I am not a U.S. person and I own a U.S. LLC. Do I file Form 5471?
No. Form 5471 applies to U.S. persons who are attached to a foreign corporation. Your situation is the opposite direction: a U.S. entity with a foreign owner. That is Form 5472, filed with a pro forma Form 1120.
What is the penalty for not filing Form 5471?
$10,000 for each annual accounting period. If you still have not filed 90 days after the IRS mails you a notice, an additional $10,000 is added for each 30-day period the failure continues, up to a maximum of $50,000 for each failure. A reasonable cause exception exists, but you have to claim it with a written showing made under penalties of perjury, and the IRS decides whether it applies.

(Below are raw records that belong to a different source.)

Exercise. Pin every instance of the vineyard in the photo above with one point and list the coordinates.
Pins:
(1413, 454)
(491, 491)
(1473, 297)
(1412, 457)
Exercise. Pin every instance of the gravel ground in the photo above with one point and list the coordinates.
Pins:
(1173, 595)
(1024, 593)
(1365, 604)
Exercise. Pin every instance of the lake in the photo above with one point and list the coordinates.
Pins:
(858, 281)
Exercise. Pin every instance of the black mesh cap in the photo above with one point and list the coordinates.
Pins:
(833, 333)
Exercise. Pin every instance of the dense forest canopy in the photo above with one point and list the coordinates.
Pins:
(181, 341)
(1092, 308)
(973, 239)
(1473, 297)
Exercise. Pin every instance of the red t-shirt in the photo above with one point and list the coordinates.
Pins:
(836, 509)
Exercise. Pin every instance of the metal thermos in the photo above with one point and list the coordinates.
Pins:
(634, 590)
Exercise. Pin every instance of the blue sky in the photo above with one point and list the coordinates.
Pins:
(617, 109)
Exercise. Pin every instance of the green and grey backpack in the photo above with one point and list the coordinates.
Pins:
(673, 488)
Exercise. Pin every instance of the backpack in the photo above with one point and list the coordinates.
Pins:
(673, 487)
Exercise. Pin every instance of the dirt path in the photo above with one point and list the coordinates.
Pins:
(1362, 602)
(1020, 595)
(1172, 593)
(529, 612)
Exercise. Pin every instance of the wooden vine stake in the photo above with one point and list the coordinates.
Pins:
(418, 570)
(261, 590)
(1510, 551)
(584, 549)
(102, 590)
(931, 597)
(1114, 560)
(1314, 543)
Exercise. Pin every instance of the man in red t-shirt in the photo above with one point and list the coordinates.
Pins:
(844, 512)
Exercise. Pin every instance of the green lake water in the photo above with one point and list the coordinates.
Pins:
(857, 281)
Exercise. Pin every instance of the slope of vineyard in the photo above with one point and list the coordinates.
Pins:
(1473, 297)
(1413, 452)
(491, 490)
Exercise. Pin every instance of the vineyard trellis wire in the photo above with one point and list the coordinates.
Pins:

Is the penalty the same as the Form 5472 penalty?
No. Form 5472 carries a $25,000 penalty for each taxable year, and its continuation penalty has no $50,000 ceiling. People mix the two up because both are penalties for not reporting something foreign. Check which form you are actually reading about.
I am a director of a foreign company but I own no shares. Am I safe?
Not necessarily. Category 2 covers an officer or director of a foreign corporation in a year when a U.S. person acquires 10% or more of the stock. Owning nothing yourself does not remove you from that category.
My foreign company had no income last year. Do I still file?
Yes, if a category applies to you. Form 5471 is an information return, and the $10,000 penalty is for the failure to report, not for unpaid tax. Zero income does not switch the obligation off.
How do I know which of the five categories I am in?
Work out your role and your ownership percentage first, then read the filer chart in the IRS Instructions for Form 5471. The category decides which schedules you complete, so getting the category right is the first step, not a detail. The instructions are linked below.
I just got a green card. What happens to the company I own back home?
It is now a foreign corporation owned by a U.S. person. From the first year the IRS counts you as a U.S. person, Form 5471 can apply to that company. No notice arrives to tell you this has happened.